Module Gz.Higher

type 't configuration

Type of the Operating-System configuration.

val configuration : ?ascii:bool -> ?hcrc:bool -> os -> ( 't -> int32 ) -> 't configuration

configuration ?ascii ?hcrc os mtime makes an Operating-System configuration to be able to compress any inputs.

val compress : ?level:int -> ?filename:string -> ?comment:string -> w:De.Lz77.window -> q:De.Queue.t -> refill:( bigstring -> int ) -> flush:( bigstring -> int -> unit ) -> 't -> 't configuration -> bigstring -> bigstring -> unit

compress ?level ?filename ?comment ~w ~q ~refill ~flush time cfg i o compresses an input given by refill and outputs it via flush. It requires:

  • a queue q which is shared between the compression algorithm and the encoder. The length of it can be a bottleneck on the throughput
  • a window to be able to lookup repeated patterns
  • a witness required by the given cfg
  • a configuration value
  • i is the input buffer
  • o is the output buffer

When compress wants more input, it calls refill with i. The client returns how many bytes he wrotes into i. If he returns 0, he signals end of input.

When compress has written output buffer, it calls flush with o and how many bytes it wrote. Bytes into o must be copied and they will be lost at the next call to flush.

A simple example of how to use such interface (with unix) is:

let time () = Int32.of_float (Unix.gettimeofday ())

let deflate_string ?(level= 4) str =
  let i = De.bigstring_create De.io_buffer_size in
  let o = De.bigstring_create De.io_buffer_size in
  let w = De.Lz77.make_window ~bits:15 in
  let q = De.Queue.create 0x1000 in
  let r = Buffer.create 0x1000 in
  let p = ref 0 in
  let cfg = Gz.Higher.configuration Gz.Unix time in
  let refill buf =
    let len = min (String.length str - !p) De.io_buffer_size in
    Bigstringaf.blit_from_string str ~src_off:!p buf ~dst_off:0 ~len ;
    p := !p + len ; len in
  let flush buf len =
    let str = Bigstringaf.substring buf ~off:0 ~len in
    Buffer.add_string r str in
  Gz.Higher.compress ~w ~q ~level ~refill ~flush () cfg i o ; Buffer.contents r

As De.Higher.compress or Zl.Higher.compress, decompress don't want to take the responsability of such function. It's why this function exists only as an example. Especially since a GZip compression requires an Unix syscall (see Unix.gettimeofday) which does not exists on some contexts such as MirageOS.

The speed and the compression ratio depends on the length of the given window and the given De.Queue.t. They can be a serious bottleneck on the throughput. Due to all of these choices, we show this function as an example - but it should not be copied as is!

type metadata = {
filename : string option;
comment : string option;
os : os;
extra : key:string -> string option;
}

Type of metadata available into a GZIP flow.

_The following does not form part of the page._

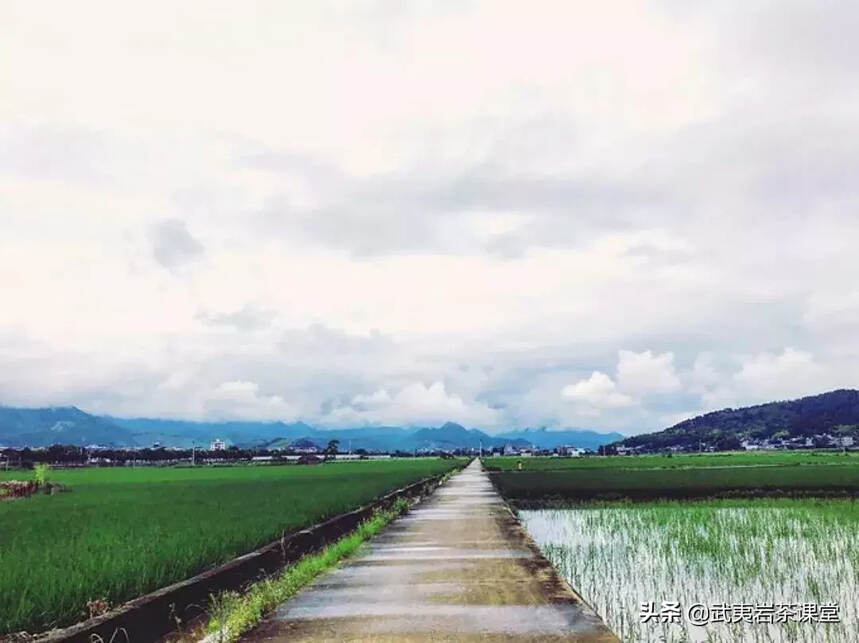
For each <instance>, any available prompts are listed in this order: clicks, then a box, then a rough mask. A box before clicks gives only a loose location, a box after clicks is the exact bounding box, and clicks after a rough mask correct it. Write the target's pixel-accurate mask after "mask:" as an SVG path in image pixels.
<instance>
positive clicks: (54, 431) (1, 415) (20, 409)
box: [0, 406, 137, 447]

val uncompress : refill:( bigstring -> int ) -> flush:( bigstring -> int -> unit ) -> bigstring -> bigstring -> ( metadata, [> `Msg of string ] ) Stdlib.result

uncompress ~refill ~flush i o uncompresses an input given by refill and outputs it via flush. It requires:

  • i as the input buffer
  • o as the output buffer

It returns then extracted metadata from the given GZip flow.

When uncompress wants more input, it calls refill with i. The client returns how many bytes he wrote into i. If he returns 0, he signals end of input.

When uncompress has written output buffer, it calls flush with o and how many bytes it wrote. Bytes into o must be copied and tjey will be lost at the next call to flush.

A simple example of how to use such interface is:

let inflate_string str =
  let i = De.bigstring_create De.io_buffer_size in
  let o = De.bigstring_create De.io_buffer_size in
  let r = Buffer.create 0x1000 in
  let p = ref 0 in
  let refill buf =
    let len = min (String.length str - !p) De.io_buffer_size in
    Bigstringaf.blit_from_string str ~src_off:!p buf ~dst_off:0 ~len ;
    p := !p + len ; len in
  let flush buf len =
    let str = Bigstringaf.substring buf ~off:0 ~len in
    Buffer.add_string r str in
  match Gz.Higher.uncompress ~refill ~flush i o with
  | Ok m -> Ok (m, Buffer.contents r)
  | Error _ as err -> err

As De.Higher.uncompress or Zl.Higher.uncompress, decompress does not want to take the responsability of such implementation when several choices was made depending on the context. Indeed, i and o can be a serious bottleneck on the throughput. The choice of Buffer can be replaced by something else such as a queue or a ropes. All of these choices should be made by the client. It's why we provide such function only as an example.